Nearly half of Ukrainians held in Russian detention facilities in the liberated parts of Kherson Oblast were tortured when the territory was under Russian occupation, with many also being subject to sexual violence, according to a report compiled by Western lawyers and published on Aug. 2.
Ukrainian troops liberated the city of Kherson and the part of the region on the right bank of the Dnipro River in November 2022. The part of Kherson Oblast on the left bank remains under Russian occupation.
The report was prepared by the Mobile Justice Team, which had been set up by human rights firm Global Rights Compliance to support Ukraine’s Prosecutor General's Office.
The lawyers identified an initial pool of 320 cases of detention in Kherson Oblast, spread across more than 35 identified detention centers.
Russian guards subjected at least 43% of the victims, including male and female prisoners, to torture practices in detention centers, which often involved sexual violence, the report reads.
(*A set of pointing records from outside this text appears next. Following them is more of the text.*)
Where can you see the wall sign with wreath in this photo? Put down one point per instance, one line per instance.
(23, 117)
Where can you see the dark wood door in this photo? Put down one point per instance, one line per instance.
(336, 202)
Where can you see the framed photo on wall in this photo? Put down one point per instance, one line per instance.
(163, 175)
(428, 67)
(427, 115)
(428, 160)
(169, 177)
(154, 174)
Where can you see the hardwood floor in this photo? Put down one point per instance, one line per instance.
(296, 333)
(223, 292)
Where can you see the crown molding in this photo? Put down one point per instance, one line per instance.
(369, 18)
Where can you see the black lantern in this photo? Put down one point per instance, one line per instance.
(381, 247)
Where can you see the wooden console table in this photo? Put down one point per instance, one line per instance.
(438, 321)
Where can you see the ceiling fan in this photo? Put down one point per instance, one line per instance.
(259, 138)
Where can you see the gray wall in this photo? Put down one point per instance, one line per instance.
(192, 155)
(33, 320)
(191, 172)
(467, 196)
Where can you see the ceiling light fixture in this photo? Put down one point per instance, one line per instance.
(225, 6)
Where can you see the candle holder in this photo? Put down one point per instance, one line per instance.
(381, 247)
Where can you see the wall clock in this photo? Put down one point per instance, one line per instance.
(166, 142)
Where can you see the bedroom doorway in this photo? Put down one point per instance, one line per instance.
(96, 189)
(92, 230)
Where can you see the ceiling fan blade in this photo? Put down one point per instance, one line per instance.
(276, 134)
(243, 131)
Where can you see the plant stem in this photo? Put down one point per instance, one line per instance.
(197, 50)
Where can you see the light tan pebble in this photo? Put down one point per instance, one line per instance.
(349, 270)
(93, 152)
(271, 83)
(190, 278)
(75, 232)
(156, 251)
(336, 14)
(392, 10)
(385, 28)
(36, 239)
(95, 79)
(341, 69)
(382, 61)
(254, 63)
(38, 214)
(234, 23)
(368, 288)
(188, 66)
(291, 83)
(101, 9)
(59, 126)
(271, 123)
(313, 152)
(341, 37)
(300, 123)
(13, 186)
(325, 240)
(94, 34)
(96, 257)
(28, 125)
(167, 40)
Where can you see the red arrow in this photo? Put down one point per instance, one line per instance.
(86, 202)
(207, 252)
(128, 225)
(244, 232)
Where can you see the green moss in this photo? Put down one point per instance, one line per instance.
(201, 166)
Preliminary findings indicate that military personnel were most vulnerable to torture in these centers, and individuals with military families were also targeted.
According to the report, at least 36 victims mentioned the use of electrocution during interrogations, often involving genital electrocution by Russian guards.
Other victims reported threats of genital mutilation, and at least one witnessed the rape of another detainee using a foreign object covered in a condom.
“In relation to men, the majority of crimes is sexualized torture, and that’s usually torture of genitalia so that’s a form of punishment and kind of precludes them from having children,” said Anna Mykytenko, senior legal adviser and Ukraine country manager for Global Rights Compliance.
The report reveals that Russian guards in the Kherson torture chambers commonly employed techniques such as suffocation, waterboarding, severe beatings, and threats of rape against victims.
Wayne Jordash, managing partner and co-founder of Global Rights Compliance, stated that the torture and sexual violence tactics uncovered in Kherson detention centers suggest a range of crimes evocative of genocide in Russian dictator Vladimir Putin's plan to extinguish Ukrainian identity.
Mykytenko believes that some of the patterns observed in Kherson could eventually be classified as genocidal, but she acknowledges that proving such claims is difficult and requires further investigation.
On July 17, an investigation by the Associated Press found that thousands of Ukrainian civilians are detained in a network of formal and informal prisons across Russia and Russian-occupied territories, where they endure psychological abuse, torture, and slave labor.
Indications of torture and sexual and psychological abuse have been discovered in multiple regions across Ukraine, including Izium, Bucha, Mariupol, Melitopol, Kharkiv, and others.
On Aug. 2, Yurii Bielousov, the head of the War Crimes Department of Ukraine's Prosecutor General's Office, stated that his team had recorded 98,000 war crimes committed by Russian forces in Ukraine.
Despite overwhelming evidence, Russia has consistently denied accusations of torture and human rights abuses in Ukraine.
Russian officials have not yet commented on this report.